昔から知っている諏訪湖の印象そのままのシーンは、地元愛が強いと言われる監督ならではです。また、自然の残る美しい糸守町について、美術監督の丹治匠は、諏訪湖など湖のある街の風景などを参考に描いたと語っています。
【施設情報】
- 施設名:諏訪湖
- 所在地:〒394-0034 長野県諏訪市諏訪湖畔
- 電話番号:0266-52-2111(一般社団法人 諏訪観光協会)
- 詳細情報:
https://www.homemate-research-tour.com/dtl/53000000000000000055/
番外編2:瀧が通っていた学校のモデル校「広島市立基町高校」
瀧が通っていた都内の学校は、三葉の学校に比べてかなり都会的です。

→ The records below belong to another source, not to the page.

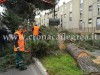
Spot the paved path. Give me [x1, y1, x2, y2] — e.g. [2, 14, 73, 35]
[0, 64, 42, 75]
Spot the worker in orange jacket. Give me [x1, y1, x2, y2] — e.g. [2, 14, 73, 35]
[14, 26, 27, 71]
[32, 25, 40, 40]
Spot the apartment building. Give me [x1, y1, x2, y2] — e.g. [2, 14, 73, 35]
[34, 0, 100, 33]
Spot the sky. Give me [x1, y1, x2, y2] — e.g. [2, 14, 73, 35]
[58, 0, 71, 6]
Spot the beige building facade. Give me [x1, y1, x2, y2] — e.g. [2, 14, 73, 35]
[36, 0, 100, 33]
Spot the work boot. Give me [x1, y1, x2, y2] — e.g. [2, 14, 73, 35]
[19, 66, 27, 71]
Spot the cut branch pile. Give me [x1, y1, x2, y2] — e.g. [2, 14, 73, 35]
[67, 43, 100, 73]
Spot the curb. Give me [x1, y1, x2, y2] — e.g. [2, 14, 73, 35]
[32, 58, 49, 75]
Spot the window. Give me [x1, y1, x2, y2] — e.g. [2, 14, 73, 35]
[89, 5, 92, 11]
[80, 0, 83, 4]
[88, 18, 92, 24]
[96, 17, 100, 30]
[97, 0, 100, 2]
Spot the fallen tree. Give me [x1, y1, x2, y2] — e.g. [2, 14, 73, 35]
[58, 34, 100, 75]
[67, 43, 100, 73]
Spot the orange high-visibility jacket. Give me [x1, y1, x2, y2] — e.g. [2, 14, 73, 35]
[33, 26, 39, 36]
[14, 31, 25, 52]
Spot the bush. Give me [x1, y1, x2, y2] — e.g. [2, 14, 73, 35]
[30, 41, 48, 57]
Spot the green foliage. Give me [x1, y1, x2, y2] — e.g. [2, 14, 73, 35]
[2, 11, 22, 32]
[41, 53, 83, 75]
[0, 54, 15, 72]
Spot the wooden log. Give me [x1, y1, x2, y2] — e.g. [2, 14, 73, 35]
[67, 43, 100, 73]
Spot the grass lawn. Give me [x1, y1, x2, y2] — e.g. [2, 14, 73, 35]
[41, 53, 83, 75]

入れ替わった三葉も、その都会的な雰囲気に圧倒されるほどでした。屋上でお弁当を食べるシーンの向こうでは、高くて大きいビルが並んでいます。校内が吹き抜けのようになっているのも現代的。こちらの学校は、広島市内にある「広島市立基町高等学校」がモデルと言われています。
【施設情報】
- 施設名:広島市立基町高等学校
- 所在地:〒730-0005 広島県広島市中区西白島町25-1
- 電話番号:082-221-1510
- 詳細情報:
https://www.homemate-research-high-school.com/dtl/00000000000000440949/
※この記事は、2018年12月時点の情報に基づいて作成されています。